The geese are honking overhead like a siren for the coming cold. In their departure they forewarn. Farewell, fair weather friends; I can feel winter in your wake.
Frosted glass is the new view — inside the house, atop the vehicles, through my glasses. It simply means there’s warmth on the inside, and that’s a sign of life. Warm blood pushing back against frigidity is a highborn effort. I’m thankful to be counted among those who take shelter in the pulsing flush of the living.
Everything needs a bit more right now: the critters need bulk for the cold; the children need meat for the bones; the chilled need layers for comfort. I find myself searching for the more that they all need within cabinets, closets, and drawers. Sometimes it’s bare in there, so I stretch toward the places I can’t actually reach, in faith, and it’s never empty. We are full.
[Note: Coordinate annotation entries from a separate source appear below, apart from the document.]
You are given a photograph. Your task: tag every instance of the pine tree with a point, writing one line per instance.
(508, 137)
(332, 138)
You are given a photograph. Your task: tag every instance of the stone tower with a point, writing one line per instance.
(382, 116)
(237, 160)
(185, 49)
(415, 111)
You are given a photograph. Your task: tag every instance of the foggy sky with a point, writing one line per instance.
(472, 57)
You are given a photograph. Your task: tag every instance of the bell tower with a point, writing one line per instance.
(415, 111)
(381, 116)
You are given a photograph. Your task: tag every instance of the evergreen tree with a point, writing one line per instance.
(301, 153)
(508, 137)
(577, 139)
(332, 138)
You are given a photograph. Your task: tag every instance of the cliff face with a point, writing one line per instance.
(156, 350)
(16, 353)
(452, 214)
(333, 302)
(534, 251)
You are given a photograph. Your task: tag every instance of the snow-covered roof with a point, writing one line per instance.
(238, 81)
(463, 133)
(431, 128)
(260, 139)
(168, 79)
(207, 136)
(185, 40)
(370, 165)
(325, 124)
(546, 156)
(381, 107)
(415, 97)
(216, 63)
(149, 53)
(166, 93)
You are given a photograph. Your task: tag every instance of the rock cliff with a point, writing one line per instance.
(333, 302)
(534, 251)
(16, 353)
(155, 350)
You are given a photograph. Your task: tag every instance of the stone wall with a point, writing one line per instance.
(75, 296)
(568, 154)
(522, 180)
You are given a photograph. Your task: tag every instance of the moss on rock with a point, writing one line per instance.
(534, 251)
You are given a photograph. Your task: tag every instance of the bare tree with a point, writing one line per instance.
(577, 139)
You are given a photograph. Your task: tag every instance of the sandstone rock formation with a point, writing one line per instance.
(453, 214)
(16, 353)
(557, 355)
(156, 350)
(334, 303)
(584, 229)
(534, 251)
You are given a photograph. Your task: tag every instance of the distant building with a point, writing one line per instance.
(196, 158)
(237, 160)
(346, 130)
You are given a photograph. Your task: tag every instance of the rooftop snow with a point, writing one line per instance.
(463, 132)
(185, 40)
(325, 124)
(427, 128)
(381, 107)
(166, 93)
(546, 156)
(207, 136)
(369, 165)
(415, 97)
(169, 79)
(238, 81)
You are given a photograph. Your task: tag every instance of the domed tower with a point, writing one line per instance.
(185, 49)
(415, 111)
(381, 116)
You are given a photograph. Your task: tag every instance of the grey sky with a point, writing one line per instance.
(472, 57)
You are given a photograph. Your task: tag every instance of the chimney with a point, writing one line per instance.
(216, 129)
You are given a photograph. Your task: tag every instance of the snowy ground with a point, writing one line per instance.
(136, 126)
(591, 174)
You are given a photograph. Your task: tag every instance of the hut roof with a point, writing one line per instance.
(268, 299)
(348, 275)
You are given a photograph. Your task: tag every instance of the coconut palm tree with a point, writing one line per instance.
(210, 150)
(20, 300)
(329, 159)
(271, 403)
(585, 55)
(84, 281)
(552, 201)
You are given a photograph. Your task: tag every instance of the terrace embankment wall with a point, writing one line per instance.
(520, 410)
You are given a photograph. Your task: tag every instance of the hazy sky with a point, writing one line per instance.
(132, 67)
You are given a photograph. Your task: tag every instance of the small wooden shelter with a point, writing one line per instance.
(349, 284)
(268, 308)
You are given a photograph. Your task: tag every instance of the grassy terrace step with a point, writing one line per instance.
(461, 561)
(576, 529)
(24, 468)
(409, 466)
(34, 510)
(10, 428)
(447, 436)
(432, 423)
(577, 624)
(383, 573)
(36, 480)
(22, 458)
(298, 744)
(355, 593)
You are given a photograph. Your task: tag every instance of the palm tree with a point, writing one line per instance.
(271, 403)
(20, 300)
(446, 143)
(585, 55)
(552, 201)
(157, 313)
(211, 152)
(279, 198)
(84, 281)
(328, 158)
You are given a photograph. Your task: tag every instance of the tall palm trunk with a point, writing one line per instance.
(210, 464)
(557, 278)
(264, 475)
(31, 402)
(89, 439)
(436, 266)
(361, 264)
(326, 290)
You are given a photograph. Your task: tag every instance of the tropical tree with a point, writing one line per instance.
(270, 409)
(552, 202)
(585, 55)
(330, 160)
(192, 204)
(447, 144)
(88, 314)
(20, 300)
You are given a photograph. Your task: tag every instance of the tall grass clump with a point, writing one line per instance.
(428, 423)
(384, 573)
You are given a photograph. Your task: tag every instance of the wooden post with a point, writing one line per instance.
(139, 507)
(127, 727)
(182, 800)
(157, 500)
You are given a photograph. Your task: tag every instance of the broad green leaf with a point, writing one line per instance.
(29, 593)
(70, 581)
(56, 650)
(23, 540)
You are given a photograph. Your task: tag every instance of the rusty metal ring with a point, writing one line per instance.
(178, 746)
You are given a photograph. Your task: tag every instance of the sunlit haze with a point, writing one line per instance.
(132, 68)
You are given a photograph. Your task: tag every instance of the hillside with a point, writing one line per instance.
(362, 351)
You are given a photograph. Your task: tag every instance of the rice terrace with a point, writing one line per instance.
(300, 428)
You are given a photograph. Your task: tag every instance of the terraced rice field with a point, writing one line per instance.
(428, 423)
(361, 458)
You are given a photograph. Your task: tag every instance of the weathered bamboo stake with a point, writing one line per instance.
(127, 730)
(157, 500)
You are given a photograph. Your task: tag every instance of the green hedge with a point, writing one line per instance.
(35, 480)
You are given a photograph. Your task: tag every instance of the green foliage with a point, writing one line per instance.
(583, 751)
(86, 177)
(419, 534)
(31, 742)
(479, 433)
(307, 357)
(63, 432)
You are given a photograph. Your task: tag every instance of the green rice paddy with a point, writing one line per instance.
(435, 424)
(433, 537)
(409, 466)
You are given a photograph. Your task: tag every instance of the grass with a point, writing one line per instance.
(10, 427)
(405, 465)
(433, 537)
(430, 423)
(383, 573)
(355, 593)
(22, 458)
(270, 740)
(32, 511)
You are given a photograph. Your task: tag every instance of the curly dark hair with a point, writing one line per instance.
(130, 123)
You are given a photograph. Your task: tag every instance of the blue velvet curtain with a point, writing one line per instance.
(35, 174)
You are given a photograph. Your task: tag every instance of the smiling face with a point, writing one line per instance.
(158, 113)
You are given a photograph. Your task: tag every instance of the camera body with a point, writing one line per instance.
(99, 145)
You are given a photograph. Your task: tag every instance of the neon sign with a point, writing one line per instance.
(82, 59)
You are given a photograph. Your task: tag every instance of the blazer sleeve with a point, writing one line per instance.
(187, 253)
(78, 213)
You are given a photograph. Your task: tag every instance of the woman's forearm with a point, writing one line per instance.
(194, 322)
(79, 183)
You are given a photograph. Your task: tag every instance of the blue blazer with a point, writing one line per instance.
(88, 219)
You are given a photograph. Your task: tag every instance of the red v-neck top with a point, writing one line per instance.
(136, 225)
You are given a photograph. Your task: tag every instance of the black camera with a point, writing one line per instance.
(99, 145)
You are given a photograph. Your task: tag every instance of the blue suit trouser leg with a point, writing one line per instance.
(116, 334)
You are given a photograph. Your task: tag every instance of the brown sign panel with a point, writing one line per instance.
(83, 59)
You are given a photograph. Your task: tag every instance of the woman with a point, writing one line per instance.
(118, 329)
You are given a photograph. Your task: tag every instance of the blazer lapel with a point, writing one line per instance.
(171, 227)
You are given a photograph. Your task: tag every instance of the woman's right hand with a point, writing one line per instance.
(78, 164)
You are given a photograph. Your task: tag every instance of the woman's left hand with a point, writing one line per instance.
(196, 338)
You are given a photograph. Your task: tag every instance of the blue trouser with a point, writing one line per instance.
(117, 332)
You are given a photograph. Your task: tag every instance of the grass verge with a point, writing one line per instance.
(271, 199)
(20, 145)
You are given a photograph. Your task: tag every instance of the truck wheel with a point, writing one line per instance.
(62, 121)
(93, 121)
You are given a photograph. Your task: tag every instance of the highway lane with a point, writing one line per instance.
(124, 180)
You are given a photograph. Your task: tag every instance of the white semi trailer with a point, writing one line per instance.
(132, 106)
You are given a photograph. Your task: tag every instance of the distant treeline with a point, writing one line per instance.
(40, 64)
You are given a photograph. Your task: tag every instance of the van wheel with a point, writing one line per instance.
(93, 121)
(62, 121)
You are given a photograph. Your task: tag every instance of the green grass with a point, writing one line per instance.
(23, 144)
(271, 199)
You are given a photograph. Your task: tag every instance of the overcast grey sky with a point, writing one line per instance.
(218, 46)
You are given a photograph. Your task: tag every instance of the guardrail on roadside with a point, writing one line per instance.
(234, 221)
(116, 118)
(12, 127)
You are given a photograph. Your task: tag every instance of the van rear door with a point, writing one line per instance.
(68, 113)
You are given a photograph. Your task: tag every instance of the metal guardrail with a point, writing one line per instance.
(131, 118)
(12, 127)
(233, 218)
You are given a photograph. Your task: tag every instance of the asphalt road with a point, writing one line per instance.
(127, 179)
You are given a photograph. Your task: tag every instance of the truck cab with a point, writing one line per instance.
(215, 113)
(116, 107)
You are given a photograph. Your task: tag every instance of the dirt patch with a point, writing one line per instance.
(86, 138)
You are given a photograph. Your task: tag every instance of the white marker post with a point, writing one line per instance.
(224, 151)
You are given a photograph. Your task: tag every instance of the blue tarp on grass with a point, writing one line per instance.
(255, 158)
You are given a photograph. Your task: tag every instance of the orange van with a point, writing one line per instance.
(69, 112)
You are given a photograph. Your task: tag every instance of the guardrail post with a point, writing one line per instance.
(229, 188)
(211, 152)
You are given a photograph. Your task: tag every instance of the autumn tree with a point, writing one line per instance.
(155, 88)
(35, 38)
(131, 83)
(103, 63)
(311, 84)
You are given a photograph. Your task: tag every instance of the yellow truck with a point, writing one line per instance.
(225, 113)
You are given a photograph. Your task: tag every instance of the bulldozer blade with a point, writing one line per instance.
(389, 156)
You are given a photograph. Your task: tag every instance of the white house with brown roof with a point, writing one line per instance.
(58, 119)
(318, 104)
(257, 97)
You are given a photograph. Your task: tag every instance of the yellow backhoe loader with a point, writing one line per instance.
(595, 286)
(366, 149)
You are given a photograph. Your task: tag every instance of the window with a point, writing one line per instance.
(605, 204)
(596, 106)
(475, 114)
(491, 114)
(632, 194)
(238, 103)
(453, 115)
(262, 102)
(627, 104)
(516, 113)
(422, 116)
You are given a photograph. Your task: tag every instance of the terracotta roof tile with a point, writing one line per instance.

Cold makes things constrict, and the human heart is no exception. It’s only natural to draw in and tense up when nothing feels good. That’s when we remember that He is good, no matter how we feel. My feelings would burn me at the stake, if I let them. That’s not the right way to produce heat, though. Dealing gently with my soul will keep it from freezing — keep it as thawed thumping flesh. This way it can feel, and won’t give way to frostbite in the bleak of winter.
I want to set my face towards each new season, without fear or misinterpretation. There’s specific preparation and work for each one. I don’t want to endure it; I want to embrace it. This is the difference between surviving and thriving, really, and I’ve lived enough of my life white-knuckling it through. Open hands and an open heart can hurt more, but it’s the best form to live your best life.